Docker Image Security in 5 Minutes or Less

Updated post as of  September 24, 2020

The adoption of software containers has been spreading like wildfire in the last few years, reaching new industries and changing the structure and pace at which we consume and produce software. At the same time, container adoption opens new doors for vulnerabilities in the era of software reuse. With developers now using building blocks (software containers) to create programs, applications, and services, visibility into those building blocks is paramount to avoid data breaches.

Securing a software stack can take many forms, and most commonly and historically came in the form of runtime security. These security measures would find real time vulnerabilities only after a door was opened that shouldn’t have been, leaving a security or development team in a reactionary position.

On the other hand, Anchore’s approach to container security begins at the earliest stages in the development process, making sure that every piece of code sourced for a project is put through a series of tests before it gets committed to a project.

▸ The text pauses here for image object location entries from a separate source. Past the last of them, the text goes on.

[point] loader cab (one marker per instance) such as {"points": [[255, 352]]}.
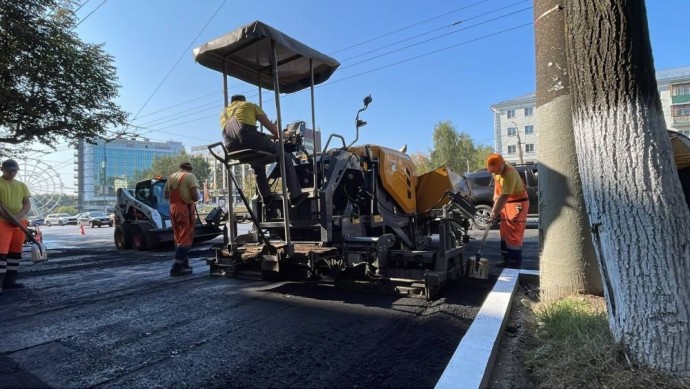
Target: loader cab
{"points": [[150, 192]]}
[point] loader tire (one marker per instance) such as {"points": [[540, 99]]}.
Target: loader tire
{"points": [[123, 238], [139, 238]]}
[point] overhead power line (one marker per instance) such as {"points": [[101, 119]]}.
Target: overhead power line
{"points": [[347, 48], [437, 37], [184, 52], [441, 28], [90, 13], [82, 4], [328, 83], [409, 26], [358, 44]]}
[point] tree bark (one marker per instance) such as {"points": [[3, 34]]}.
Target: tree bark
{"points": [[640, 222], [568, 264]]}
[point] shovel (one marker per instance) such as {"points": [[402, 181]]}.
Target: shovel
{"points": [[38, 249]]}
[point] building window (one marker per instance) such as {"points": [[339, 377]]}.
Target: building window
{"points": [[681, 110], [680, 89]]}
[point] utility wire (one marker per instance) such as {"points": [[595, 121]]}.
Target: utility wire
{"points": [[328, 83], [156, 121], [89, 14], [438, 29], [357, 44], [409, 26], [184, 52], [82, 4], [437, 37]]}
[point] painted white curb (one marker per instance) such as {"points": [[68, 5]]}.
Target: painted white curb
{"points": [[471, 364]]}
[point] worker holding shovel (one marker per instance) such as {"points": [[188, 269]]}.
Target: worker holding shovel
{"points": [[14, 206]]}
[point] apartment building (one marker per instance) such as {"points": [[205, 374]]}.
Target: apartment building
{"points": [[515, 130]]}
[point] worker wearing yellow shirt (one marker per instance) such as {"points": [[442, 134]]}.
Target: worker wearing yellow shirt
{"points": [[238, 122]]}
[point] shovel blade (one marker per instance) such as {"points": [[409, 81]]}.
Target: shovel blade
{"points": [[39, 253]]}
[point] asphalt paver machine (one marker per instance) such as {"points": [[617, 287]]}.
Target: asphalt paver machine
{"points": [[370, 221]]}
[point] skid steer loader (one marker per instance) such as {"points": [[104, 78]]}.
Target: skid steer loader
{"points": [[370, 221], [142, 218]]}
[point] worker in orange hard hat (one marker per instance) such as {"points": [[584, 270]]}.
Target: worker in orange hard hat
{"points": [[510, 206]]}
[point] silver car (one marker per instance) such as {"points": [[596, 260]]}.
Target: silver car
{"points": [[60, 219], [95, 219]]}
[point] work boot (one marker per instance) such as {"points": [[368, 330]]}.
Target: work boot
{"points": [[10, 281], [179, 270], [185, 264]]}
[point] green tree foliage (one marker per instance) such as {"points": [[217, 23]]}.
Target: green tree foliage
{"points": [[456, 150], [54, 86], [165, 165]]}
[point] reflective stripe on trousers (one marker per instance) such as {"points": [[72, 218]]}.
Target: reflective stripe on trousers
{"points": [[182, 217]]}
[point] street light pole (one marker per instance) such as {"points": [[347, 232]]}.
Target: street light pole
{"points": [[517, 132]]}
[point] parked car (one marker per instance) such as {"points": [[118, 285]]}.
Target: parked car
{"points": [[95, 219], [60, 219], [481, 184], [36, 221]]}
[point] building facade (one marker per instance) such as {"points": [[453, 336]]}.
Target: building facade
{"points": [[104, 167], [515, 131]]}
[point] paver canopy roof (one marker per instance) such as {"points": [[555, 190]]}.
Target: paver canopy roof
{"points": [[247, 53]]}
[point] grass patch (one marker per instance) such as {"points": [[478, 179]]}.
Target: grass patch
{"points": [[571, 347]]}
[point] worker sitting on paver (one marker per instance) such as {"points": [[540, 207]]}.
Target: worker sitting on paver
{"points": [[238, 122]]}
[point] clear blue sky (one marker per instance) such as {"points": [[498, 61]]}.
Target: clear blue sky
{"points": [[455, 77]]}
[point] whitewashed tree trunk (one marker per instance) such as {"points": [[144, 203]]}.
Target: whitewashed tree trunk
{"points": [[567, 263], [640, 222]]}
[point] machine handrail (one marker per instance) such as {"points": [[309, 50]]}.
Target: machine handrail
{"points": [[216, 156]]}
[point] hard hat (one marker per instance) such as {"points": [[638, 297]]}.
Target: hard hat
{"points": [[494, 163], [10, 164]]}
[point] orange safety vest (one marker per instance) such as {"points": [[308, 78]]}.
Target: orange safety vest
{"points": [[513, 216], [182, 216]]}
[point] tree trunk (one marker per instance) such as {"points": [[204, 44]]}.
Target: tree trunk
{"points": [[567, 264], [640, 222]]}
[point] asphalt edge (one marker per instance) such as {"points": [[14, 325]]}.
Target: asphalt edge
{"points": [[472, 362]]}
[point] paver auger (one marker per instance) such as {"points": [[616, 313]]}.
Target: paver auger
{"points": [[369, 221]]}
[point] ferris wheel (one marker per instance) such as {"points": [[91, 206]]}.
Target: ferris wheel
{"points": [[44, 184]]}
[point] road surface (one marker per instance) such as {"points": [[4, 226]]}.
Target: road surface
{"points": [[95, 316]]}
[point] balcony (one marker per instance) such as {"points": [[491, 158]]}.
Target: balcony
{"points": [[681, 120]]}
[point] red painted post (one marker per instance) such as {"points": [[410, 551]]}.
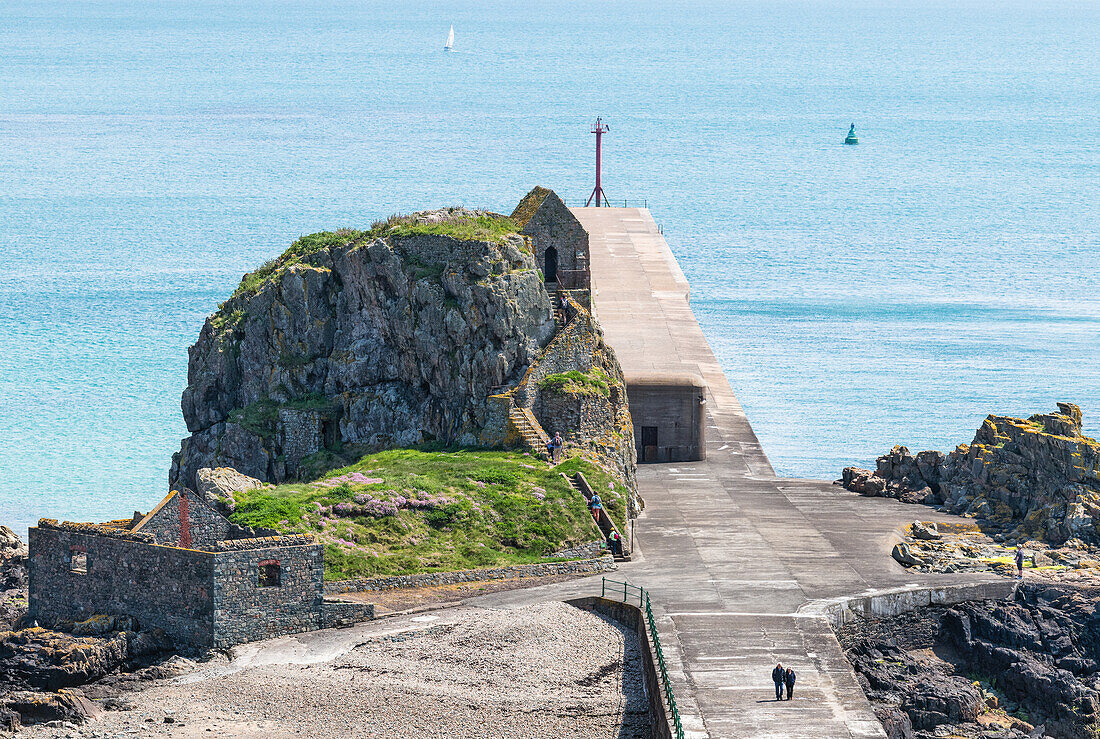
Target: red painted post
{"points": [[600, 129]]}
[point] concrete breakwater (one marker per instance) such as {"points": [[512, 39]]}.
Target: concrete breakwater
{"points": [[733, 555]]}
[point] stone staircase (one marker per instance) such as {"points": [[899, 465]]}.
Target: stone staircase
{"points": [[578, 482], [529, 429]]}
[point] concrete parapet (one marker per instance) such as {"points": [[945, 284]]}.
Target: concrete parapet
{"points": [[631, 617], [883, 604]]}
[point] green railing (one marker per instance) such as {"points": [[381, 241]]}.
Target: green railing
{"points": [[611, 587]]}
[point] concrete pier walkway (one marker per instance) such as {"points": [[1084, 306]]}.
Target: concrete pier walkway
{"points": [[740, 564]]}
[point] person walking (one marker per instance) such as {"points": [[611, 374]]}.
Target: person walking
{"points": [[777, 676], [594, 505]]}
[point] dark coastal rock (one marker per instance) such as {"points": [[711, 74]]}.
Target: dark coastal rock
{"points": [[12, 578], [1037, 653], [363, 341], [926, 696], [47, 660], [31, 707], [1035, 477]]}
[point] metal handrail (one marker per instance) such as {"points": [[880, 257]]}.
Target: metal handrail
{"points": [[644, 603], [614, 203]]}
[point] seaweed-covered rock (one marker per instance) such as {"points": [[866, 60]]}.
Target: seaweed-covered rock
{"points": [[1037, 477], [12, 578], [48, 660], [959, 666]]}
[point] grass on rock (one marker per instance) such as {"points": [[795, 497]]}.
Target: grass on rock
{"points": [[594, 382], [411, 510]]}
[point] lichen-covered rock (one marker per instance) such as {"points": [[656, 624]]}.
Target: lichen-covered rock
{"points": [[366, 340], [218, 486], [1038, 477], [32, 707]]}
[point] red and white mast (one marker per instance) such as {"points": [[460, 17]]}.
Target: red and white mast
{"points": [[597, 194]]}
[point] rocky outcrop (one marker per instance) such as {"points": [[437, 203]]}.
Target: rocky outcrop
{"points": [[12, 578], [217, 486], [978, 666], [393, 337], [48, 660], [40, 668], [1037, 477]]}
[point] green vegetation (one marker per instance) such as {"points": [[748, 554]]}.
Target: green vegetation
{"points": [[594, 382], [413, 510], [486, 227], [461, 224], [223, 322]]}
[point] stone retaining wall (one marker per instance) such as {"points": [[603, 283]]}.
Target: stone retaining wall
{"points": [[336, 614], [587, 551], [429, 578]]}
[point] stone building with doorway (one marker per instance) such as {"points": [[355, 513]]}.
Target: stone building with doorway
{"points": [[559, 241], [183, 567]]}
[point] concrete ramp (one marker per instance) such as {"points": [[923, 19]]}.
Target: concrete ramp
{"points": [[745, 569]]}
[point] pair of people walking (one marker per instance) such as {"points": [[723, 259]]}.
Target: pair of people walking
{"points": [[783, 679]]}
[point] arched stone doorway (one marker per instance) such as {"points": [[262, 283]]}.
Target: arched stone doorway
{"points": [[550, 265]]}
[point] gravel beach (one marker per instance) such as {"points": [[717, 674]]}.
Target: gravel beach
{"points": [[549, 670]]}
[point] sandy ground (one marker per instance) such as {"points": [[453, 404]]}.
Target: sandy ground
{"points": [[545, 671]]}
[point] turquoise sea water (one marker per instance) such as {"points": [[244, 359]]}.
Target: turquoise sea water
{"points": [[893, 291]]}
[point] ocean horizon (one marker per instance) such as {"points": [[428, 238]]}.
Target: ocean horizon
{"points": [[857, 297]]}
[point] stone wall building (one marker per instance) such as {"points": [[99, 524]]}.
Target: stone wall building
{"points": [[185, 569], [559, 241]]}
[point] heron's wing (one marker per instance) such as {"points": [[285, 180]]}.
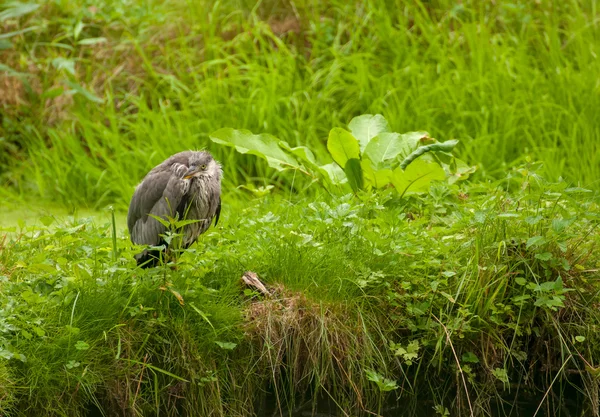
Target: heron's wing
{"points": [[159, 194], [218, 212]]}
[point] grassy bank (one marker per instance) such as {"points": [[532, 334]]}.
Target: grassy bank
{"points": [[373, 299], [94, 94]]}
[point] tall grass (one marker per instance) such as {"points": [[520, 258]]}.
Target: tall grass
{"points": [[465, 299], [508, 79]]}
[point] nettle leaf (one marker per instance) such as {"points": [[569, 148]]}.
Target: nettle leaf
{"points": [[64, 63], [384, 147], [264, 146], [417, 177], [334, 172], [375, 178], [366, 127], [342, 146], [434, 147], [354, 174]]}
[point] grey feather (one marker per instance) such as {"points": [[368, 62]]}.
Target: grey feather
{"points": [[165, 192]]}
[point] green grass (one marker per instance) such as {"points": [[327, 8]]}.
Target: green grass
{"points": [[508, 79], [476, 296], [370, 294]]}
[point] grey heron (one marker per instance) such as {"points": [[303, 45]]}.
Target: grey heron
{"points": [[186, 185]]}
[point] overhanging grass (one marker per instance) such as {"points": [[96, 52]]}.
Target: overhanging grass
{"points": [[507, 79], [369, 295]]}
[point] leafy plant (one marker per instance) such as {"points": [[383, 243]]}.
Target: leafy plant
{"points": [[369, 156]]}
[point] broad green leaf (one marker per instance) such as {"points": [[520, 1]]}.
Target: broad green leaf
{"points": [[302, 152], [63, 63], [264, 146], [366, 127], [442, 146], [417, 177], [342, 146], [412, 140], [354, 174], [375, 178], [384, 147], [335, 174], [14, 9]]}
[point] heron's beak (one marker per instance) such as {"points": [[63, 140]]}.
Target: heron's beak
{"points": [[190, 173]]}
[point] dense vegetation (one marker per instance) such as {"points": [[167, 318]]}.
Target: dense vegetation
{"points": [[460, 297]]}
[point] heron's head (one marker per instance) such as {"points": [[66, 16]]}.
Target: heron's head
{"points": [[202, 164]]}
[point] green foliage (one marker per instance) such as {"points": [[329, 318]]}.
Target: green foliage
{"points": [[374, 159], [373, 292], [96, 94]]}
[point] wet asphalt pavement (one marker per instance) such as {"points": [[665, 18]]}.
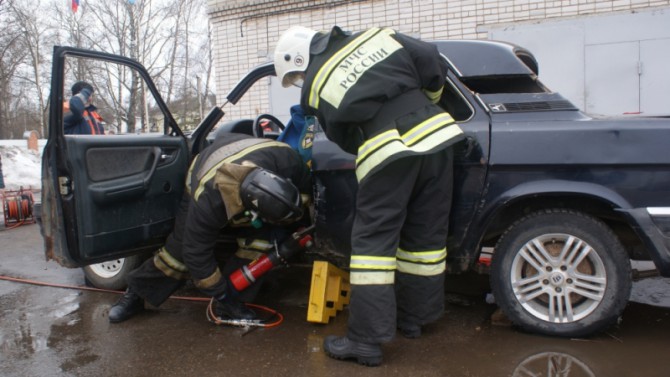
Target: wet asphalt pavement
{"points": [[49, 331]]}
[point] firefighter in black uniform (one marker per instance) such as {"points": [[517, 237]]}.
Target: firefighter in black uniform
{"points": [[238, 181], [375, 94]]}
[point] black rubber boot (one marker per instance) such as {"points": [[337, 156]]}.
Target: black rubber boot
{"points": [[230, 308], [128, 305], [342, 348]]}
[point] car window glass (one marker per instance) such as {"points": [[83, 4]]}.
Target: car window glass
{"points": [[122, 104]]}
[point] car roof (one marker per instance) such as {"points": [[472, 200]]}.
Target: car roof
{"points": [[478, 58]]}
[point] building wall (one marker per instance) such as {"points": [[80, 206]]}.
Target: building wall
{"points": [[245, 32]]}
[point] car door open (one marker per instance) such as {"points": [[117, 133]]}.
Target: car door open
{"points": [[113, 195]]}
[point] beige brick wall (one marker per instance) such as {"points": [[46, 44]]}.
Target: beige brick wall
{"points": [[245, 32]]}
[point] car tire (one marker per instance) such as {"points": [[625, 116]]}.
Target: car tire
{"points": [[112, 274], [548, 288]]}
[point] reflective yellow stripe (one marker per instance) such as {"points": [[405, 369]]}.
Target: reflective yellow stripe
{"points": [[428, 257], [209, 281], [374, 143], [330, 64], [421, 269], [212, 171], [429, 126], [376, 155], [365, 262], [353, 66], [372, 278]]}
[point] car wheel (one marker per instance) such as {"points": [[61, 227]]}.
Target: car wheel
{"points": [[111, 274], [562, 273]]}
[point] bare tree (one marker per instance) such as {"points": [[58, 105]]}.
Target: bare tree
{"points": [[12, 56], [34, 35], [167, 37]]}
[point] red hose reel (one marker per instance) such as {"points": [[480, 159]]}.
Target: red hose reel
{"points": [[18, 207]]}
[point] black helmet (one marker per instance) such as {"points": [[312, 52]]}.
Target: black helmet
{"points": [[275, 199]]}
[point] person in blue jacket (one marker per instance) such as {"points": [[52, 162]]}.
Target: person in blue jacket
{"points": [[83, 117]]}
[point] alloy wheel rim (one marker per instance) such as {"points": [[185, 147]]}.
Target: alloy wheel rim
{"points": [[558, 278], [107, 269]]}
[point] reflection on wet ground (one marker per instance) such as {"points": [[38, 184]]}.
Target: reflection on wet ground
{"points": [[59, 332]]}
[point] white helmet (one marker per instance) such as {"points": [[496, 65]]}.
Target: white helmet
{"points": [[292, 54]]}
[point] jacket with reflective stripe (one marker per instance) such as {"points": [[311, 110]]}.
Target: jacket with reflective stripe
{"points": [[365, 84]]}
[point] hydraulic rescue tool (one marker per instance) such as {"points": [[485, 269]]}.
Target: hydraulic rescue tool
{"points": [[246, 275]]}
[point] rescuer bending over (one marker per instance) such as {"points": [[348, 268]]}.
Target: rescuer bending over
{"points": [[256, 186], [375, 93]]}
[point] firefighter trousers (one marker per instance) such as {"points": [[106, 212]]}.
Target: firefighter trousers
{"points": [[399, 246], [161, 276]]}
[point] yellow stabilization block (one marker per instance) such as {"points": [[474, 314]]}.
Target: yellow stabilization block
{"points": [[329, 292]]}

The Anchore Engine is an open source project that provides a centralized service for deep inspection, analysis and certification of container images. This Docker container image can be run standalone or on an orchestration platform such as Kubernetes, Docker Swarm, Amazon ECS, and more. A great feature of the open source project is the ease of installation, allowing anyone to get up and running with a world-class Docker image analyzer in about five minutes.

In this blog, we are going to run through five easy steps you can follow to install the Anchore Engine and start performing checks around security, compliance and operational best practices.

Anchore Installation

This follows the quickstart guide available in the documentation.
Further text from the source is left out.